PENGERTIAN RADIKALISME-TERORISME DALAM ISLAM
Dalam sejarah umat manusia, termasuk umat Muslim, radikalisme
selalu muncul dalam pemikiran maupun gerakan. Radikalisme pemikiran didasarkan
pada keyakinan tentang ide, nilai dan pandangan yang dimiliki oleh seseorang
yang dinilainya paling benar dan menganggap yang lain salah. Sedangkan
radikalisme tindakan atau gerakan ditandai oleh suatu aksi ekstrem yang
dilakukan untuk mengubah suatu keadaan seperti yang diinginkan. Dalam politik,
contoh gerakan yang dikategorikan sebagai radikal adalah tindakan makar,
revolusi, demonstrasi dan protes sosial anarkis.[1]

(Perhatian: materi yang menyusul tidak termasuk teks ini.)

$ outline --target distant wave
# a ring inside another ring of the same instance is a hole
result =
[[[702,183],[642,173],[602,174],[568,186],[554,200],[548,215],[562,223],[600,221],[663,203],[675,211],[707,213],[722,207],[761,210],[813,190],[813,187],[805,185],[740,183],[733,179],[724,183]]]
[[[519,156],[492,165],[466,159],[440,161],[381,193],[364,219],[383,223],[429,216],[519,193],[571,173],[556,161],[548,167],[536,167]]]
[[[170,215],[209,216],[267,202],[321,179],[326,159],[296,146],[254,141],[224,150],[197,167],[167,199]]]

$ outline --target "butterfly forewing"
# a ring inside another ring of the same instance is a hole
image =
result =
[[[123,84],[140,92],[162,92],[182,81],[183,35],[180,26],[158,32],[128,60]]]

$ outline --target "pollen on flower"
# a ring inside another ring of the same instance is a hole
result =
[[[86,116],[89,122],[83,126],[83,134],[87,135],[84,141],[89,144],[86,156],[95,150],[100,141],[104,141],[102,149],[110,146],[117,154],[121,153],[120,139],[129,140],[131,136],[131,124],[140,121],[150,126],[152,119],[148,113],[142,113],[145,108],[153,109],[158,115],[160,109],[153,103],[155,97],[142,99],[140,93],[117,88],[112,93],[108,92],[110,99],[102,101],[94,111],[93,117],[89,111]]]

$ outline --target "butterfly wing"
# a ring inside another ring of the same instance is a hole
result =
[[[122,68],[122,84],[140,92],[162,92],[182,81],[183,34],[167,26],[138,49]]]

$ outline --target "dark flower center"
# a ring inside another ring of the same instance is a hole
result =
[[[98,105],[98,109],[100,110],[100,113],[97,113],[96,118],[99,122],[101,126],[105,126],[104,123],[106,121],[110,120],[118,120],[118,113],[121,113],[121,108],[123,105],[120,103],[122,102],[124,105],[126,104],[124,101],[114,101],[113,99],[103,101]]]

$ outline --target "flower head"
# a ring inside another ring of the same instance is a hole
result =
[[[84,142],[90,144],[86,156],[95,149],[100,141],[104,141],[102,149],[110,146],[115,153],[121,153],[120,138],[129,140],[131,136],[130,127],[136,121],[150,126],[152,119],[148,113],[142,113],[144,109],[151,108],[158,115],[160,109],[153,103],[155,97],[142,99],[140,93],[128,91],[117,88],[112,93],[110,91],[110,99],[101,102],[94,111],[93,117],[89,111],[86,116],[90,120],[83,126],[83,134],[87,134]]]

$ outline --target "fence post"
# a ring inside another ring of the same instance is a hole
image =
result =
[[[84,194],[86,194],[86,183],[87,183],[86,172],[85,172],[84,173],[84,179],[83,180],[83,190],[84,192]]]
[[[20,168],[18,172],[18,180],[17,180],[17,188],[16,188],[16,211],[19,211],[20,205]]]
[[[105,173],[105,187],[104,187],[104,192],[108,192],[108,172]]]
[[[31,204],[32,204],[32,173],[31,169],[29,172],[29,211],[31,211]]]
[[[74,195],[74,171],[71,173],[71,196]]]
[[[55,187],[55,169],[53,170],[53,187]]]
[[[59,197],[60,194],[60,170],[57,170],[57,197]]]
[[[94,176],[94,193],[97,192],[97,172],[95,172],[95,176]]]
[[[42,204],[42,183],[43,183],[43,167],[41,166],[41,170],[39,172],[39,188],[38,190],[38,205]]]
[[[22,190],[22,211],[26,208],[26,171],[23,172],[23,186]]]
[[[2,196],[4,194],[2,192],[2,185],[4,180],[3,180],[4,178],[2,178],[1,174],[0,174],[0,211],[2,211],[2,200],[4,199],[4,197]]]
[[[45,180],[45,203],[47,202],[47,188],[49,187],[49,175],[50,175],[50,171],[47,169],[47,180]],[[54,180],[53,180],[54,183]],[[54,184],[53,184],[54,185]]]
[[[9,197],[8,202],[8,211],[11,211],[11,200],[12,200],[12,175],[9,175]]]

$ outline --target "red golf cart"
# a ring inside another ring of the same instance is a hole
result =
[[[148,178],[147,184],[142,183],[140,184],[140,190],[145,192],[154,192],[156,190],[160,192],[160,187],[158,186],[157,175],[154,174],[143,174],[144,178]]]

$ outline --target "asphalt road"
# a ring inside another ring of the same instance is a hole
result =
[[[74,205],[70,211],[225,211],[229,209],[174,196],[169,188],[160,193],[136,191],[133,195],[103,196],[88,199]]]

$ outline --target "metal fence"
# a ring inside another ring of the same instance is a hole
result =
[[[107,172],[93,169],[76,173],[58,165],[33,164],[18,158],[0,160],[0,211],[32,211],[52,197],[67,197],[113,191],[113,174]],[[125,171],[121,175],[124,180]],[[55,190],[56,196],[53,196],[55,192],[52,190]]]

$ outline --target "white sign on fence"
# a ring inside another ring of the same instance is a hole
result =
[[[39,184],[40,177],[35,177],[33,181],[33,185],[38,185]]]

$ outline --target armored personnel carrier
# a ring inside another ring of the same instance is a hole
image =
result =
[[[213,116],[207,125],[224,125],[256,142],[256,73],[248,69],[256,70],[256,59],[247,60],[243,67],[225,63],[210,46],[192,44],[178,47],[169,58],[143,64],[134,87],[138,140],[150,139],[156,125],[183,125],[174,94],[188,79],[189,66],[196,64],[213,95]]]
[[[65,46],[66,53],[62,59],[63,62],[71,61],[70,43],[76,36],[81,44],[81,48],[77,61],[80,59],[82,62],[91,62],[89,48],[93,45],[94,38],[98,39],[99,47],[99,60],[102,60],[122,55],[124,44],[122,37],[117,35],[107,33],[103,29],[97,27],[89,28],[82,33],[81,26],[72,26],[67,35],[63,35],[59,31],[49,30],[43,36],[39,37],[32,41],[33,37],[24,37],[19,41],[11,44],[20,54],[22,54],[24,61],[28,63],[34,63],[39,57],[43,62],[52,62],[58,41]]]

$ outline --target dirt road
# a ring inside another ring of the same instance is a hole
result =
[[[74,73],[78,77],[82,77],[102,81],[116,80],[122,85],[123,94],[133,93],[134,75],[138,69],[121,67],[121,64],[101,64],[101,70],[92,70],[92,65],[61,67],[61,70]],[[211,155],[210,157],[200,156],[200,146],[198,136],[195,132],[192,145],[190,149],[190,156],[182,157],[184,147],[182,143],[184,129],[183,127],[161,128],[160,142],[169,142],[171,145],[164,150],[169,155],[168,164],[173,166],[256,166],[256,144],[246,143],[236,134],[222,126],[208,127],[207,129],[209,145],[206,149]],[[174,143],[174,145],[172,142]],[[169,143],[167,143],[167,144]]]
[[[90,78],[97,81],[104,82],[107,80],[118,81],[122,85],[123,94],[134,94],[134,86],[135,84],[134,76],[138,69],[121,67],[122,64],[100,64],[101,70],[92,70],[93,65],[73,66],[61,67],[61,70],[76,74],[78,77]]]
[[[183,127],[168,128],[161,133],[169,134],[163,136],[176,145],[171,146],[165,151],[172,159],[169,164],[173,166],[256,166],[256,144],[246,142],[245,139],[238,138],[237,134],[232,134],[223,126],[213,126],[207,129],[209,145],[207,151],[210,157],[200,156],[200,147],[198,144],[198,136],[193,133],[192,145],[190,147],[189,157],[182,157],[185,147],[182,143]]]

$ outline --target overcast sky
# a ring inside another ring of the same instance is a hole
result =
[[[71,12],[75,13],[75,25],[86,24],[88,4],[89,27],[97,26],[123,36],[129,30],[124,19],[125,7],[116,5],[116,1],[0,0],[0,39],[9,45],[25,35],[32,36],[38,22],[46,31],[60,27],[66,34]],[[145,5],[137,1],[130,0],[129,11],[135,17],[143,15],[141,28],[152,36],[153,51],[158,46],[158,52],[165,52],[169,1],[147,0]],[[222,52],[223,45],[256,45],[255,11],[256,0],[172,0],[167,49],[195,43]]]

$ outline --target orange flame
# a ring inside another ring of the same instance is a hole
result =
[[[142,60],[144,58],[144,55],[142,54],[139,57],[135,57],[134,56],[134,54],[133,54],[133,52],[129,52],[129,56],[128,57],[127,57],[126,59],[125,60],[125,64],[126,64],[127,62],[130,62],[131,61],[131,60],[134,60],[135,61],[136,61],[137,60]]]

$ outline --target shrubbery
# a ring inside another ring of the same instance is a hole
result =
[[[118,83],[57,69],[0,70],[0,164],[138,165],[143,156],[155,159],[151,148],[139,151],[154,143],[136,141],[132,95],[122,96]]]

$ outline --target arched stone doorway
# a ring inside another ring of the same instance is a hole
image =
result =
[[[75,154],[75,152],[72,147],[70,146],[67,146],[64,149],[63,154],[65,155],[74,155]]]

Sedangkan menurut Azyumardi Azra bahwa, radikalisme mengacu pada
gagasan dan tindakan kelompok yang bergerak untuk menumbangkan tatanan politik mapan,
negara-negara atau rezim-rezim lain, yang bertujuan melemahkan otoritas politik
dan legitimasi negara-negara dan rezim-rezim lain dan negara-negara yang
berusaha menyesuaikan atau mengubah hubungan-hubungan kekuasaan yang ada dalam
sistem internasional. Istilah radikalisme karenanya secara intrinsik berkaitan
dengan konsep tentang perubahan politik dan sosial pada berbagai tingkatan.[2]
Radikalisme adalah
gerakan yang berpandangan kolot dan sering menggunakan kekerasan dalam
mengajarkan keyakinan mereka.[3] Islam
tidak pernah membenarkan praktik penggunaan kekerasan dalam menyebarkan agama,
paham keagamaan, serta paham politik. Tetapi memang tidak bisa dibantah bahwa
dalam perjalanan sejarahnya terdapat kelompok-kelompok Islam tertentu yang
menggunakan jalan kekerasan untuk mencapai tujuan politis atau mempertahankan
paham keagamaannya secara kaku yang dalam bahasa peradaban global sering
disebut kaum radikalisme Islam.
Istilah
radikalisme Islam berasal dari media massa Barat untuk menunjuk gerakan Islam garis
keras (ekstrim, fundamentalis, militan). Fenomena radikalisme yang dilakukan
oleh sebagian kalangan umat Islam, oleh pers Barat dibesar-besarkan, sehingga
menjadi wacana internasional dan terciptalah opini publik bahwa Islam itu
mengerikan dan penuh dengan kekerasan.[4]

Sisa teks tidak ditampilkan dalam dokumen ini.